J'avais eu beau tenter de détruire ces machines abominables, les humains se défendaient mieux qu'autrefois. Les faibles braconniers se mettaient à trente pour nous repousser, moi et mes bêtes. Nous n'avions pas eu d'autre choix que d'abandonner le sud de la forêt, seul lien entre le royaume de la Reine Alice, que je servais, et celui du Seigneur Ewan.
Les fleurs carnivores avaient tenté maintes et maintes fois de chasser les humains arrivant par le nord-ouest, mais ils s'étaient confortablement installés, construisant des abris pour se protéger de nous, et la plante Alpha des fleurs carnivores, Jolibell, avaient brûlée par une flèche enflammée.
Tout cela à cause de l'avidité sans cesse croissante des humains ! Moi-même était contraint de rester dans la partie orientale de la forêt, où même là-bas nombre d'humains venaient me chasser, comme du simple gibier, seuls ou à plusieurs, me tiraillant sans relâche jusqu'à l'épuisement, pour me voler mon plus précieux trésor : la Noblesse Royale, concentré énergétique de la volonté et de la détermination de toutes les formes de vie de la forêt, et que je mettais à chaque fois énormément de temps et d'énergie à recréer à partir des résidus qu'Ils laissaient derrière eux, me rendant un peu plus faible à chaque fois.
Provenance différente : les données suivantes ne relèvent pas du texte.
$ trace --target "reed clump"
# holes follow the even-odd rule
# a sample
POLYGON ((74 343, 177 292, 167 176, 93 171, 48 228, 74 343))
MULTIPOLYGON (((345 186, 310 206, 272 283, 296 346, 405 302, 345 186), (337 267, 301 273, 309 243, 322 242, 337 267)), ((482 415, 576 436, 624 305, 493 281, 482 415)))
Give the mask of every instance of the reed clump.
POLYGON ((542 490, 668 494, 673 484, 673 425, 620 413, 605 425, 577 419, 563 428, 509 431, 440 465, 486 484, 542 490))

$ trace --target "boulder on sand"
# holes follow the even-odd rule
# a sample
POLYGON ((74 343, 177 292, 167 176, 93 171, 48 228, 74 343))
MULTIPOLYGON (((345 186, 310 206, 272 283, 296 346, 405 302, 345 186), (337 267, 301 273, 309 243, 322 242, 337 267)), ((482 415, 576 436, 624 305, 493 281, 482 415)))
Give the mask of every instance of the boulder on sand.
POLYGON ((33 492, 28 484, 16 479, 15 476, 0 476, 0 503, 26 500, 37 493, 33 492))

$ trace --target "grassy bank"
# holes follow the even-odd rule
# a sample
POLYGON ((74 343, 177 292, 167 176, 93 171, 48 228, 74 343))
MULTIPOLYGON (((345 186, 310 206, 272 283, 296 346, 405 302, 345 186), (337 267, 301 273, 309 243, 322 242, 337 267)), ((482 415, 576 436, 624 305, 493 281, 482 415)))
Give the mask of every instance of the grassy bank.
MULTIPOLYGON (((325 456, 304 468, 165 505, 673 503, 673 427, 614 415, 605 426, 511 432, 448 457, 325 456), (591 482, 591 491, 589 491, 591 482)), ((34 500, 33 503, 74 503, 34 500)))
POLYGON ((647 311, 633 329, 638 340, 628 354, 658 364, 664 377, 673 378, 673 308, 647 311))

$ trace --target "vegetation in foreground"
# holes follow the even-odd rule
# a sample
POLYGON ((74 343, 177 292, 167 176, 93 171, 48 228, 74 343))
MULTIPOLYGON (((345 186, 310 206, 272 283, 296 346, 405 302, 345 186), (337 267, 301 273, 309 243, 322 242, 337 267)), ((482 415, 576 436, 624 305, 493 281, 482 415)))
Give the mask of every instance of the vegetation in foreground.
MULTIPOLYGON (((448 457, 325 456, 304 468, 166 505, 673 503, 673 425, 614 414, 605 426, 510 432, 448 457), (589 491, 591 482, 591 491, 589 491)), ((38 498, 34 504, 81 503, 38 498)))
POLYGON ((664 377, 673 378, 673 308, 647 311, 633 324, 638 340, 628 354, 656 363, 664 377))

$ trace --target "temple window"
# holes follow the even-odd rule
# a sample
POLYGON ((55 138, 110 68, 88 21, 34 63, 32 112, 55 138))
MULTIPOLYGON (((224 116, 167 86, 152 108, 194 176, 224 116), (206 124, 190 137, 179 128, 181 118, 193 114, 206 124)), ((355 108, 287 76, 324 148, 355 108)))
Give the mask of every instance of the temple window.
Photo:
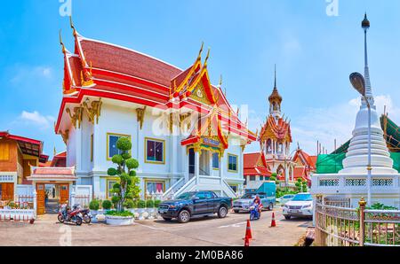
POLYGON ((212 153, 212 168, 220 169, 220 156, 218 153, 212 153))
POLYGON ((228 171, 237 172, 237 156, 228 154, 228 171))
POLYGON ((272 153, 272 141, 270 138, 267 140, 267 153, 272 153))
POLYGON ((146 138, 146 163, 165 163, 165 152, 164 140, 146 138))
POLYGON ((164 193, 165 190, 165 182, 164 181, 146 181, 145 193, 164 193))
POLYGON ((129 135, 121 135, 121 134, 107 134, 107 159, 111 160, 114 155, 121 154, 122 151, 116 148, 116 142, 121 137, 127 137, 131 139, 131 136, 129 135))
POLYGON ((91 135, 91 162, 93 162, 93 134, 91 135))

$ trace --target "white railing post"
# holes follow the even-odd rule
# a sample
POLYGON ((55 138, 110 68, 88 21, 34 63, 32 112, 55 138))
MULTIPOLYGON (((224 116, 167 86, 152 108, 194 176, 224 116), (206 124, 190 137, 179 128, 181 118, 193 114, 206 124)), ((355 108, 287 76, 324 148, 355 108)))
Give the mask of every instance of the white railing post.
POLYGON ((37 192, 36 192, 36 190, 35 189, 34 190, 34 193, 33 193, 33 202, 34 202, 34 218, 35 219, 36 219, 37 218, 37 212, 36 212, 36 209, 37 209, 37 199, 36 199, 36 197, 37 197, 37 192))

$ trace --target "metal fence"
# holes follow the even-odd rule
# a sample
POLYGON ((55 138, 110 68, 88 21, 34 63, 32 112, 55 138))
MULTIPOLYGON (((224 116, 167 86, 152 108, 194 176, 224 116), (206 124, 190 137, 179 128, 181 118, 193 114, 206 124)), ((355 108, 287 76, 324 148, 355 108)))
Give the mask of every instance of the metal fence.
POLYGON ((322 246, 400 246, 400 211, 316 204, 316 245, 322 246))

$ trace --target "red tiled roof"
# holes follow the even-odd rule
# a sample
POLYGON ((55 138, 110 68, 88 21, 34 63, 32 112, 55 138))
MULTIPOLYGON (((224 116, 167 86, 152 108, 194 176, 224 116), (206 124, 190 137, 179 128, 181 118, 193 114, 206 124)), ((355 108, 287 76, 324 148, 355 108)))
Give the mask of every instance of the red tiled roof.
POLYGON ((291 133, 291 125, 290 123, 284 120, 284 119, 280 118, 276 121, 275 118, 272 115, 269 115, 267 122, 260 133, 260 137, 270 129, 272 133, 274 133, 275 136, 279 139, 284 139, 286 136, 289 136, 290 142, 292 142, 292 133, 291 133))
POLYGON ((271 175, 262 152, 244 153, 243 159, 244 175, 271 175))
POLYGON ((12 135, 7 131, 0 131, 0 137, 15 140, 22 153, 39 158, 40 162, 46 162, 48 156, 42 153, 43 142, 32 138, 12 135))
POLYGON ((32 180, 68 180, 75 181, 75 167, 36 167, 32 175, 27 178, 32 180))
POLYGON ((170 86, 182 71, 148 55, 109 43, 82 38, 80 45, 92 67, 122 73, 170 86))

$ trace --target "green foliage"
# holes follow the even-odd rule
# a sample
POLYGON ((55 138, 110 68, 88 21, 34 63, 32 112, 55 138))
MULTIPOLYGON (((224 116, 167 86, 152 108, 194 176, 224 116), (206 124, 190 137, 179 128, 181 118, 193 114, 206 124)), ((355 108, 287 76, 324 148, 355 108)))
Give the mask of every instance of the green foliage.
POLYGON ((126 167, 129 169, 138 168, 139 162, 135 159, 129 159, 126 160, 126 167))
POLYGON ((124 203, 124 206, 128 208, 128 209, 135 208, 136 207, 136 203, 132 199, 127 199, 124 203))
POLYGON ((100 201, 98 199, 92 200, 89 204, 89 209, 91 210, 99 210, 100 208, 100 201))
POLYGON ((143 200, 139 200, 138 208, 144 208, 144 207, 146 207, 146 202, 143 200))
POLYGON ((153 200, 147 200, 147 201, 146 201, 146 207, 147 207, 147 208, 153 208, 153 207, 154 207, 154 202, 153 202, 153 200))
POLYGON ((106 213, 106 215, 111 215, 111 216, 133 216, 133 214, 132 214, 129 211, 108 211, 106 213))
POLYGON ((115 164, 123 165, 124 158, 121 155, 116 154, 113 156, 113 159, 111 160, 115 164))
POLYGON ((109 200, 104 200, 103 201, 103 203, 102 203, 102 205, 101 205, 101 206, 103 207, 103 209, 105 209, 105 210, 109 210, 109 209, 111 209, 111 206, 112 206, 113 205, 111 204, 111 201, 109 201, 109 200))
POLYGON ((154 206, 158 207, 158 206, 161 204, 161 200, 155 200, 154 201, 154 206))
POLYGON ((116 148, 121 154, 114 155, 112 161, 116 165, 116 168, 109 168, 108 174, 110 176, 119 176, 119 183, 113 186, 114 197, 112 202, 116 211, 123 212, 124 207, 133 207, 133 201, 139 198, 140 189, 140 179, 136 176, 134 169, 139 167, 138 160, 132 159, 129 151, 132 149, 131 140, 121 137, 116 142, 116 148))
POLYGON ((127 152, 132 149, 132 143, 128 137, 121 137, 116 142, 116 148, 120 151, 127 152))
POLYGON ((124 159, 129 159, 132 158, 132 155, 129 152, 123 153, 123 154, 121 154, 121 156, 123 157, 124 159))
POLYGON ((115 169, 114 167, 110 167, 107 171, 107 174, 110 176, 115 176, 118 174, 118 171, 116 169, 115 169))

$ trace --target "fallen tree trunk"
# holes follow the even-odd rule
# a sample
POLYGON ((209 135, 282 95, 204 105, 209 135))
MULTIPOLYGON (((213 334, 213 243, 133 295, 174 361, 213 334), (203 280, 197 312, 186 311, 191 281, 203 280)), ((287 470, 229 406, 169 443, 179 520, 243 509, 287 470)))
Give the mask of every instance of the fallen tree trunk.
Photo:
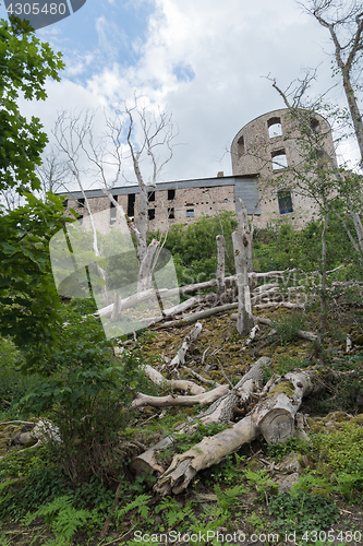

Je ne pouvais même plus visiter l'Autel de la Reine Alice, beaucoup trop à l'ouest pour que je puisse faire le trajet sans être repoussé par l'armée humaine.
Nous avons été contraints à la pire extrémité pour la forêt : la guerre. Les animaux et plantes les plus puissants attaquaient désormais sans relâche les humains afin de protéger ceux qui ne voulaient pas se battre. Cela était bien triste, pour un morceau du royaume de la reine la plus sage des Elfes Rois, mais les humains ne nous avaient guère laissé le choix.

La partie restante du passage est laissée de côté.